The auditing agency also found up to 194.4 million pesos in overpriced purchases, while noting deficient sworn statements in contracts, a lack of transparency on relevant procurement information and an absence of technical specifications in major contracts.
Commentators have noted those unutilized funds could have also cushioned the pandemic’s economic blow.
Last year, the Southeast Asian country suffered one of the deepest economic contractions worldwide, which extended into the first quarter of this year.
Duterte’s government is now prioritizing economic recovery ahead of next year’s presidential elections with the incumbent likely to run as a vice-presidential candidate on the same ticket with his presidential aspirant daughter, Sara Duterte.

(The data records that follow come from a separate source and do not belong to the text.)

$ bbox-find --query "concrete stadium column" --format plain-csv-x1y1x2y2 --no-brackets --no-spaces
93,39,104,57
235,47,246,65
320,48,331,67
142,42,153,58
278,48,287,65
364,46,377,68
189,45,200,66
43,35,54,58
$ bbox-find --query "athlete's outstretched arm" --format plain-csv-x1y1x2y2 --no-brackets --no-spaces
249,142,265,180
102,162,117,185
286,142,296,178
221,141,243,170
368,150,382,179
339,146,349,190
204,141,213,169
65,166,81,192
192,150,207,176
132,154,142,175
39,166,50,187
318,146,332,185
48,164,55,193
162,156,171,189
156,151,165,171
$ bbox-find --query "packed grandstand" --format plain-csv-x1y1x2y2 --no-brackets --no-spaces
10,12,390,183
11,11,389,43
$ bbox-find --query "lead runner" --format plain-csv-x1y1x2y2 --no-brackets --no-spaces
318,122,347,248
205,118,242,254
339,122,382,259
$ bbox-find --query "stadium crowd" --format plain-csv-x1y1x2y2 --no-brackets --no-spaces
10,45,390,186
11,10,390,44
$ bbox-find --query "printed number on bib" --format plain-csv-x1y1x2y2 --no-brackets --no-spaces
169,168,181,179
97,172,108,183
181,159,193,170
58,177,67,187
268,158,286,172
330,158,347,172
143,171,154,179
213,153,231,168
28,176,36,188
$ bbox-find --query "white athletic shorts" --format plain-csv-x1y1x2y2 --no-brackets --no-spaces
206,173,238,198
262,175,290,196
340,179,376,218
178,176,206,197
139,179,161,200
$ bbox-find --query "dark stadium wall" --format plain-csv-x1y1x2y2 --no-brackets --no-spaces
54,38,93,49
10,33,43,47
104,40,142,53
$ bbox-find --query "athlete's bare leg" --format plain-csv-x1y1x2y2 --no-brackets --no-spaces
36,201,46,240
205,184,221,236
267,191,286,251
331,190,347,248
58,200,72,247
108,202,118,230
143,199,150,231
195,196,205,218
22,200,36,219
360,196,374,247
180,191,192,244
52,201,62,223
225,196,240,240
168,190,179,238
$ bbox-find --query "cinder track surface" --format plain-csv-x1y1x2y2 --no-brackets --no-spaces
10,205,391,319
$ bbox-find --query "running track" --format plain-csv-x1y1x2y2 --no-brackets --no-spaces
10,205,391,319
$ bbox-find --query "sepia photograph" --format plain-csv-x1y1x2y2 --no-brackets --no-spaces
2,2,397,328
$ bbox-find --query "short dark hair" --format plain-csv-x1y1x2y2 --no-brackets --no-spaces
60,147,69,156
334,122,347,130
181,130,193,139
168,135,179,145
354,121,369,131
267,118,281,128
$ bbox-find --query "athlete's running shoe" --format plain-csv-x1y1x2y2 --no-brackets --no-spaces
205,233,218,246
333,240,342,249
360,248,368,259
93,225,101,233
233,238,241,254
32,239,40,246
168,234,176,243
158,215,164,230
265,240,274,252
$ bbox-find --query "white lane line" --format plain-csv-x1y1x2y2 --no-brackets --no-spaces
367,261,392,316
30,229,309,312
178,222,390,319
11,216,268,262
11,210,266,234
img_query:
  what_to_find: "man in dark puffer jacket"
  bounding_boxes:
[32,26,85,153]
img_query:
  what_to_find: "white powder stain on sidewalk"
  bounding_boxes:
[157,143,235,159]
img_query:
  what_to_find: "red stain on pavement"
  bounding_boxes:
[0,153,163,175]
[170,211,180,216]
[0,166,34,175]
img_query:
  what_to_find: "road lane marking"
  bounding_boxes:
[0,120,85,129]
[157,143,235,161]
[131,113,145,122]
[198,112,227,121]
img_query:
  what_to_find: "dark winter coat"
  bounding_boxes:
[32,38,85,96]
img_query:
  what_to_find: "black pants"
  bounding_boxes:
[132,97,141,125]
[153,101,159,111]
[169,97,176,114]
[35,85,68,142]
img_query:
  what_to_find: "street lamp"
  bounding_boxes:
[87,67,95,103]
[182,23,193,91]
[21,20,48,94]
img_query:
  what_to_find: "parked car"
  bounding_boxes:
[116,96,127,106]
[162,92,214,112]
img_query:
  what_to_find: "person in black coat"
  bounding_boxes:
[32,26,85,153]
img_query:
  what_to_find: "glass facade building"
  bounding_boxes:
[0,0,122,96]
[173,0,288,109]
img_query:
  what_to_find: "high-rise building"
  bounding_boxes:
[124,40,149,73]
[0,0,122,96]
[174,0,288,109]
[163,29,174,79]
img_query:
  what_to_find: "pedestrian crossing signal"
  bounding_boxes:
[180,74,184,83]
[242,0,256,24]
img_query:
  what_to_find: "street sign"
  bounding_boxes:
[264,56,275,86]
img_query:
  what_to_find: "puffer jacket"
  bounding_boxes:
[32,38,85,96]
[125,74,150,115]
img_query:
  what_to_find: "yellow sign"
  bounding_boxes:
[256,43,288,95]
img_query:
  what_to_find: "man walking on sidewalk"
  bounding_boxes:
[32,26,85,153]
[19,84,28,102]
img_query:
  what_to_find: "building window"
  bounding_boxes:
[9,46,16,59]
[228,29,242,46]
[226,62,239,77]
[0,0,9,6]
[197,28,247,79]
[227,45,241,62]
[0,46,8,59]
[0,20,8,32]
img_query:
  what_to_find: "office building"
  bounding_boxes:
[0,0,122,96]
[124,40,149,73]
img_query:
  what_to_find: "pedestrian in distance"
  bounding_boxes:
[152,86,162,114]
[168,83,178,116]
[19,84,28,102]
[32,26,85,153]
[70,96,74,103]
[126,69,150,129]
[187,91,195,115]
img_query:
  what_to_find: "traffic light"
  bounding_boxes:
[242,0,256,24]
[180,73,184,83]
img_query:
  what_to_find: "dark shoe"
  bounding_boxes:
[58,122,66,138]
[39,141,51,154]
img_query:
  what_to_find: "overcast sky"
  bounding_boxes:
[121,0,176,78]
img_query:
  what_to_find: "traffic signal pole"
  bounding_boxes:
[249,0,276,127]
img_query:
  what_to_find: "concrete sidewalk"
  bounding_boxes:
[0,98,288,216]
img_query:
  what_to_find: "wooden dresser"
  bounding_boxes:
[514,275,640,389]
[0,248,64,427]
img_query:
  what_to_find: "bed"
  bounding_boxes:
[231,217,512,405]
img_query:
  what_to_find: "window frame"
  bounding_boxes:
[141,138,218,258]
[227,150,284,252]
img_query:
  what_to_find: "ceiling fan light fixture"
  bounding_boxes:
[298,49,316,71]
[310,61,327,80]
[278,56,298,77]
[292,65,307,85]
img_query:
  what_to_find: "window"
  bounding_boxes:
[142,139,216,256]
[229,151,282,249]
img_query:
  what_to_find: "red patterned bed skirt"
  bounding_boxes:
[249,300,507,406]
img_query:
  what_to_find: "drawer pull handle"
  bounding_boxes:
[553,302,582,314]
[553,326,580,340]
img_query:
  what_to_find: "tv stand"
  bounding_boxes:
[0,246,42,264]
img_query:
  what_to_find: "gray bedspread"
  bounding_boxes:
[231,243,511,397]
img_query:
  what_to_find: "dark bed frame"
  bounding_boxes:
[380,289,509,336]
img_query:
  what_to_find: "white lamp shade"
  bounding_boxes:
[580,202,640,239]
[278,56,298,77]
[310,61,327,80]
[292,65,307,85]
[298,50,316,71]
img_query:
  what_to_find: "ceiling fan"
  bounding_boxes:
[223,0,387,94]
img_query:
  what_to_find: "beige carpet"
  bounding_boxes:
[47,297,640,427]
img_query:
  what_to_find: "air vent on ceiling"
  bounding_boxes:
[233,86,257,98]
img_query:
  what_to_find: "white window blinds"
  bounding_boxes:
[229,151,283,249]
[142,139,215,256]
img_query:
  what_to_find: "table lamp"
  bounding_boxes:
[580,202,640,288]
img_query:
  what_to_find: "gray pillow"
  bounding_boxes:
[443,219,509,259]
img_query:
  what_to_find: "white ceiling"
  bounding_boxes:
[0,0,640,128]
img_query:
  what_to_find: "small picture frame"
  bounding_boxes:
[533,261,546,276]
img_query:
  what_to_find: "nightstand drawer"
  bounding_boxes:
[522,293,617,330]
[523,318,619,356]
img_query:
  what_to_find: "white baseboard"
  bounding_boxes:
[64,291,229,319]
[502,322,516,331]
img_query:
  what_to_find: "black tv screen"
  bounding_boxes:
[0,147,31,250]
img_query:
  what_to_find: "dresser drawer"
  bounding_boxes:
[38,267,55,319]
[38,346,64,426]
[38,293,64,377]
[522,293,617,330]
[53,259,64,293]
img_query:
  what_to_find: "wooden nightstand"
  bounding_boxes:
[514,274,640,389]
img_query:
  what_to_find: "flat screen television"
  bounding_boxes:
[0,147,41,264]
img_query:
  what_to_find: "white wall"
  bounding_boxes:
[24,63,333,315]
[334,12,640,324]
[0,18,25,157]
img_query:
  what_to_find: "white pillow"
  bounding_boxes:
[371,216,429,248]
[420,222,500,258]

The easing of social distancing restrictions in the second quarter saw the economy jump year-on-year by 11.8%, effectively ending the Philippines’ deepest recession on record. Yet, recovery remains fragile and leading economists are warning of long-term scarring in labor markets.
Former Philippine economy minister and leading professor Cielito Habito has warned that the country is not out of the woods yet, since “[e]xpressed in constant 2018 prices (to eliminate the misleading effect of rising prices) and adjusted for seasonality, our second quarter GDP of 4.47 trillion pesos was smaller than the 4.53 trillion pesos posted in the first quarter.”
On a quarter-to-quarter basis, which better measures recovery trends, the Philippine economy shrank by 1.3%, the former top government technocrat noted.
To be sure, Duterte’s more pragmatic compromise on lockdowns, a departure from his maximalist approach last year, has been welcomed by millions of Filipinos reeling from economic uncertainty and dislocation.
Despite calls by medical experts to extend nationwide lockdowns amid record-breaking new daily infections, the Philippines’ Inter-Agency Task Force’s has opted for only modified enhanced community quarantine (MECQ) across major cities.
But that more moderate approach to lockdowns may not ease growing anger and frustration over unutilized pandemic funds and related corruption scandals at key government agencies.
Netizens quickly responded to the scandal by mocking the Duterte crony’s ‘crocodile tears’, with critical and satirical memes about the health secretary flooding social media.
Independent and opposition statesmen were quick to criticize Duterte, while defending the COA’s mandate to ensure transparency in government institutions.
“COA findings and recommendations are public documents. Transparency dictates that the public must be informed of how public monies are spent,” said independent Senator Panfilo Lacson.
“That said, the president is out of line in publicly castigating the COA, which is just performing its mandate and responsibility to the people and the constitution.”
Vice President Leni Robredo, who has consistently topped COA reports in terms of transparency, also criticized the government’s response.
“We should not take these reports the wrong way. In fact, we are being given the opportunity to answer, explain, and to make the systems and processes more transparent,” said Robredo, the de facto leader of the opposition.
“I am one with the people in encouraging our state auditors to keep up the good work, with the reminder that there is a reason why certain processes must be followed — and COA is an ally towards achieving good governance,” she added.